国際通り・雷門通りを走り最初の停留所である「浅草雷門」に停車する。乗車が多いのはやはり雷門で、時間帯にもよるがほぼ満席になる。左側に座っていると雷門の目の前を通るのでよくわかる。スカイツリーを正面に見て吾妻橋を渡ると台東区から墨田区に入る。
吾妻橋を渡るとすぐに右折してここから東大島に向けて主要交差点で「転線」しながら斜め移動が始まる。本所一丁目で春日通りに入り進路を南から東に取る。大きな通りだが、このあたりの春日通りを走るのは草24のみだ。横川からは進路を南に変え、半蔵門線の上を走る。そのまま直進し続ければ錦糸町駅に至る。

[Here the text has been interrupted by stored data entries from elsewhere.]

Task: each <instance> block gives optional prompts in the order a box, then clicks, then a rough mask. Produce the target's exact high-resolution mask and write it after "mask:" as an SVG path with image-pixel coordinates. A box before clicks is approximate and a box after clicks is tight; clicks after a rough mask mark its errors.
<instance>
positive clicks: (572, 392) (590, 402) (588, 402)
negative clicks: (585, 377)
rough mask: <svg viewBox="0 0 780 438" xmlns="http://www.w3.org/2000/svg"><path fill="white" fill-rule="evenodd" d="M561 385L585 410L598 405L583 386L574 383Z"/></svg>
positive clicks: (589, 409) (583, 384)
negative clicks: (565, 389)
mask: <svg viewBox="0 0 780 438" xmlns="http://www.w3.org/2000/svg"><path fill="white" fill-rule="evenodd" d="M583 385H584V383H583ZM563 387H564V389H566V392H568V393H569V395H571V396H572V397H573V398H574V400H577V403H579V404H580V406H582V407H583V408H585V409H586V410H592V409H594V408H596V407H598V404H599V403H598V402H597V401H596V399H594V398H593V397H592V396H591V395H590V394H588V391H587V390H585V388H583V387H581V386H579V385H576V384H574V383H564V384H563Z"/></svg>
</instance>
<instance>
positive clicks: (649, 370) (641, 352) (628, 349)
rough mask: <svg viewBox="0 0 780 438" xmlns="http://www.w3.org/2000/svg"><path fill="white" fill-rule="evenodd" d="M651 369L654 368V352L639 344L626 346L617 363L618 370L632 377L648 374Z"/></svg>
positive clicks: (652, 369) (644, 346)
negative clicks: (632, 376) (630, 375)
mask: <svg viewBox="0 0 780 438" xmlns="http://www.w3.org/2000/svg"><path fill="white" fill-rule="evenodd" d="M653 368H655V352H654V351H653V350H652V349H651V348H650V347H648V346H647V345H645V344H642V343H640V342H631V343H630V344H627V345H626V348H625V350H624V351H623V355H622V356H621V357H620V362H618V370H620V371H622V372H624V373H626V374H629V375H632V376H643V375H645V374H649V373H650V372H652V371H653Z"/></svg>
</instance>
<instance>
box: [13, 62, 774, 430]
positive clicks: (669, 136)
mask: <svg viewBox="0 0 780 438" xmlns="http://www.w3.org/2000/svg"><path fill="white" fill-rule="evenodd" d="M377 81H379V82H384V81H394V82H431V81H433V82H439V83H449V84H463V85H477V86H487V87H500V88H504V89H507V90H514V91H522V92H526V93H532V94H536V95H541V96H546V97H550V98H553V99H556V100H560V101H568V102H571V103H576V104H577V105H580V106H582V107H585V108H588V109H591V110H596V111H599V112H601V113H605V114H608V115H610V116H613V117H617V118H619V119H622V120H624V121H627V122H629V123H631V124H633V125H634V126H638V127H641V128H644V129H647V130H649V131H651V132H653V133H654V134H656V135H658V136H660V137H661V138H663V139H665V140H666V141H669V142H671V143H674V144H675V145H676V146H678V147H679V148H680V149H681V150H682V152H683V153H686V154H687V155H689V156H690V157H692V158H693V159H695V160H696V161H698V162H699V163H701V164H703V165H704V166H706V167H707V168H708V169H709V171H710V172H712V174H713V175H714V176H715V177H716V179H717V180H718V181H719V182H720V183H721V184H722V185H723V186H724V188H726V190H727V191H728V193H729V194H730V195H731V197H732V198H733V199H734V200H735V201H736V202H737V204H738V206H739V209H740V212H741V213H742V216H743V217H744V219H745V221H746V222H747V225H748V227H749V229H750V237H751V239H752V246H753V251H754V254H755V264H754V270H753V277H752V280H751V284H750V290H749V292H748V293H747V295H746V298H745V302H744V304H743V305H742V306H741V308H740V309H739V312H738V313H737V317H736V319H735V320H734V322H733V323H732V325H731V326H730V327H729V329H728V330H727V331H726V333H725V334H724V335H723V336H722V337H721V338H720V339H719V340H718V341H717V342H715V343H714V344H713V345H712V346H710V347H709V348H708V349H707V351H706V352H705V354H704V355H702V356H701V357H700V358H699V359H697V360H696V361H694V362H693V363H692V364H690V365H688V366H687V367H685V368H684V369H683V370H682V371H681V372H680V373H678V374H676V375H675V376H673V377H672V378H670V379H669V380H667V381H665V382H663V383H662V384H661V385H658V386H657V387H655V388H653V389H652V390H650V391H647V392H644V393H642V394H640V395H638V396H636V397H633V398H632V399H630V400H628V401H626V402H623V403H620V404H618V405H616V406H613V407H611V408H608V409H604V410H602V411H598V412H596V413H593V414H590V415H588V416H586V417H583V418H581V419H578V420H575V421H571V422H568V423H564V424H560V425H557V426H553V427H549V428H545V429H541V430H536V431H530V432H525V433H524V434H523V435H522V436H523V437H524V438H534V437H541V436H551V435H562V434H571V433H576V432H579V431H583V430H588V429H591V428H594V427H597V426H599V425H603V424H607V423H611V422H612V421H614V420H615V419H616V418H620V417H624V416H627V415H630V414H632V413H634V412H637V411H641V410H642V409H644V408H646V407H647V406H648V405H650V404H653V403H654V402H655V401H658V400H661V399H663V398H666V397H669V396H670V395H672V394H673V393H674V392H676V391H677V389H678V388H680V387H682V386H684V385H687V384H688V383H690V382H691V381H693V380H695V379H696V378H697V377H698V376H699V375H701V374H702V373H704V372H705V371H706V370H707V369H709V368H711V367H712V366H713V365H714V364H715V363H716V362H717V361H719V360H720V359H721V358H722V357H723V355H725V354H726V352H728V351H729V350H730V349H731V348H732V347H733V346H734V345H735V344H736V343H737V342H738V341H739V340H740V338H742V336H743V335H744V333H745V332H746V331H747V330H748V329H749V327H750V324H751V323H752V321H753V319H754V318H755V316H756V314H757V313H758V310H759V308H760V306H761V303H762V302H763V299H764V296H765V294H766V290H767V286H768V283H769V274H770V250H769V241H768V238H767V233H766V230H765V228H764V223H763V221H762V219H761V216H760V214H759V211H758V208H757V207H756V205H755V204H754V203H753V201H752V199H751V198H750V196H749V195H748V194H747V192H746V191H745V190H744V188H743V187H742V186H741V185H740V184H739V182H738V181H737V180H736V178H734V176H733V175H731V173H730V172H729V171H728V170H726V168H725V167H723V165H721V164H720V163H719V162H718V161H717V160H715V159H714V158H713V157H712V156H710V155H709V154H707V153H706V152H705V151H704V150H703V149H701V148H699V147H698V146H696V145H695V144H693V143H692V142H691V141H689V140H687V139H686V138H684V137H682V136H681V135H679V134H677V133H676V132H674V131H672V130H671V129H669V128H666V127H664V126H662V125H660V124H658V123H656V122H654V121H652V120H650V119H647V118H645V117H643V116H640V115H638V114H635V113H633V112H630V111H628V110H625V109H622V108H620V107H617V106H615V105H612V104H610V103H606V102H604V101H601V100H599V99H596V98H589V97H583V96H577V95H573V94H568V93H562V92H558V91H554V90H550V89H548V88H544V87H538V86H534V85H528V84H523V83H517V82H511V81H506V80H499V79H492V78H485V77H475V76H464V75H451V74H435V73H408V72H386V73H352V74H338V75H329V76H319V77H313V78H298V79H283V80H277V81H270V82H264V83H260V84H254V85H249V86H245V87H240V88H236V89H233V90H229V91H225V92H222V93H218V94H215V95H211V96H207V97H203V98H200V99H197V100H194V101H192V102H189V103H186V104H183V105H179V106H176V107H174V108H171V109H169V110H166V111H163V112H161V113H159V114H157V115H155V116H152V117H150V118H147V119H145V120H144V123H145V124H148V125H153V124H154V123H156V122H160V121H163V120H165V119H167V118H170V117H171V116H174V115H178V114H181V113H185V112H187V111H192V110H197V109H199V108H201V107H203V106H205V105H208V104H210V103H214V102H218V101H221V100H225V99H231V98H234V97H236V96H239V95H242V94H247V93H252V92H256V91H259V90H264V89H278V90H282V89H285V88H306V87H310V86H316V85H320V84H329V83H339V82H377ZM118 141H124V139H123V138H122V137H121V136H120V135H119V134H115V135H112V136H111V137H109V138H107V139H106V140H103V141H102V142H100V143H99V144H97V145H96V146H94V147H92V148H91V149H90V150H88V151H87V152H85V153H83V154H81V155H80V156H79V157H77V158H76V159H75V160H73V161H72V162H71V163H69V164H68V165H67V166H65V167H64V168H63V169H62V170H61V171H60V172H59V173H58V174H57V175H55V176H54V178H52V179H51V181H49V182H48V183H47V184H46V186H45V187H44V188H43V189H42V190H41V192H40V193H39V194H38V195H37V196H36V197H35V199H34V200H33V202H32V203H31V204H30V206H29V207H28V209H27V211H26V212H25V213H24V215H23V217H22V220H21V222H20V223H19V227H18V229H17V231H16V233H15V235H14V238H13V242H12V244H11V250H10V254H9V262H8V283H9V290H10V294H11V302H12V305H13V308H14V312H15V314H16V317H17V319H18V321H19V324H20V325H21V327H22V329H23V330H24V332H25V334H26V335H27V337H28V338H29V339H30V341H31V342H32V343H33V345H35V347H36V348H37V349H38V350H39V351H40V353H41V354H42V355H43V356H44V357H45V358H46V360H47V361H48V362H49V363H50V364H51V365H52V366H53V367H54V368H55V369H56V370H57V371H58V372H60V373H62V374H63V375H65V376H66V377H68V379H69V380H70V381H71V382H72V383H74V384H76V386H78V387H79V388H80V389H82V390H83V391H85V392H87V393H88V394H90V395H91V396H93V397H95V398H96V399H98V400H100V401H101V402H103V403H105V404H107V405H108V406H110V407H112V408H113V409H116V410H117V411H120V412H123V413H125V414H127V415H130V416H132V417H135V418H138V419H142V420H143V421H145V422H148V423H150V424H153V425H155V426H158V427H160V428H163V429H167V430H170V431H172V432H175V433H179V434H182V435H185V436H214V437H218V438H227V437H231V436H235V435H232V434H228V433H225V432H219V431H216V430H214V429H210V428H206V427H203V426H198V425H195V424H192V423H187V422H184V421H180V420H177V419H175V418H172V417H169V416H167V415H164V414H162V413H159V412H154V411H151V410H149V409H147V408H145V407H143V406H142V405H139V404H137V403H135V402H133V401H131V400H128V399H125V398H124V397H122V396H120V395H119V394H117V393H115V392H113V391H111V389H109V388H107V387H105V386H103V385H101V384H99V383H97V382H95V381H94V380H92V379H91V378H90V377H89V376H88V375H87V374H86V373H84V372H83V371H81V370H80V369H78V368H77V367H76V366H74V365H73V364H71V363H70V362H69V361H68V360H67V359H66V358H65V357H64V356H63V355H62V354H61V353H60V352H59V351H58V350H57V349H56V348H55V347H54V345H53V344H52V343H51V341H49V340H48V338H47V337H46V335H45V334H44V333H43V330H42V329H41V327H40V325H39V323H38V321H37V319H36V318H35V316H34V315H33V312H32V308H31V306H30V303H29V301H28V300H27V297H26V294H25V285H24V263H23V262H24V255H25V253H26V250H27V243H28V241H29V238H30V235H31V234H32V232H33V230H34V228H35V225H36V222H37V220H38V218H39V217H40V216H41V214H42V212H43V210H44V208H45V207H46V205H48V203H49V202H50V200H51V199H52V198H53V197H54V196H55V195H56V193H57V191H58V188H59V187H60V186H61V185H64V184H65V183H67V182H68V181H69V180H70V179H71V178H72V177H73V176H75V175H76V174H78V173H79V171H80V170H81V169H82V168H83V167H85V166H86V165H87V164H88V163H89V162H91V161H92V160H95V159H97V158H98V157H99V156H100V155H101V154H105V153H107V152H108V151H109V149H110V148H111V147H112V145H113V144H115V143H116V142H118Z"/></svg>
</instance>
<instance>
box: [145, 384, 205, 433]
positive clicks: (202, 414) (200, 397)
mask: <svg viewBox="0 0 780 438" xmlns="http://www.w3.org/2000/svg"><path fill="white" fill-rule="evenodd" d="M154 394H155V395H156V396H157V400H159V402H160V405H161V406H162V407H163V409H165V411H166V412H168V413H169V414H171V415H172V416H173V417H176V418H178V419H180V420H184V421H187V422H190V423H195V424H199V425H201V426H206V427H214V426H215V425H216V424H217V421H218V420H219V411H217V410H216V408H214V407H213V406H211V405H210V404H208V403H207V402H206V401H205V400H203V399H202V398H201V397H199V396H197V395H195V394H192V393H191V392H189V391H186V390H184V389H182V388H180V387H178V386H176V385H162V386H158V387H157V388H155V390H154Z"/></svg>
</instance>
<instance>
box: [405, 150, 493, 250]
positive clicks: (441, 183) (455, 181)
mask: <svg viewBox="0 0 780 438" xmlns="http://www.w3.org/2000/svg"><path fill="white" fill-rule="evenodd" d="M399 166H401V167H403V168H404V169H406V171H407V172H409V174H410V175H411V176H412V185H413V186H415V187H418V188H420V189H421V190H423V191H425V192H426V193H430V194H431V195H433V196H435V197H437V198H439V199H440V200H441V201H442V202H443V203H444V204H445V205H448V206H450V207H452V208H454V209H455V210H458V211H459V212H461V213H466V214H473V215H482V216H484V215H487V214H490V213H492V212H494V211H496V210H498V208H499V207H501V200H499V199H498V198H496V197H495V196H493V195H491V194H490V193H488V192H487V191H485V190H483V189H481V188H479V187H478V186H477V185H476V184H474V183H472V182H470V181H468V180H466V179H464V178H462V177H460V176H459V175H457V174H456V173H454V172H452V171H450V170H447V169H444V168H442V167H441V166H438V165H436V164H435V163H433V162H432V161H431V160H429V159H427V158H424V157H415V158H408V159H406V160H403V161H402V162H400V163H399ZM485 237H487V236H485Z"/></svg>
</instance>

ところで本稿では「転線」という言葉を多用しているが、本来は鉄道用語である。例えばJRの特急・新宿さざなみ号は千葉方面から総武快速線を走って錦糸町駅を出ると総武緩行線に「転線」し、さらに御茶ノ水駅の先で中央急行線に「転線」し新宿に至る。こういう使い方をするのだが、路線バスはできれば直線的になるべくなら曲がる回数は少なく設定したい。その方が経済的で効率的なためだ。
しかし草24系統は昔からある路線ということもあり全線にわたり、ひたすら交差点を曲がり続け全体としては斜め移動しているように見えるので、あえて「転線」という表現を使用している。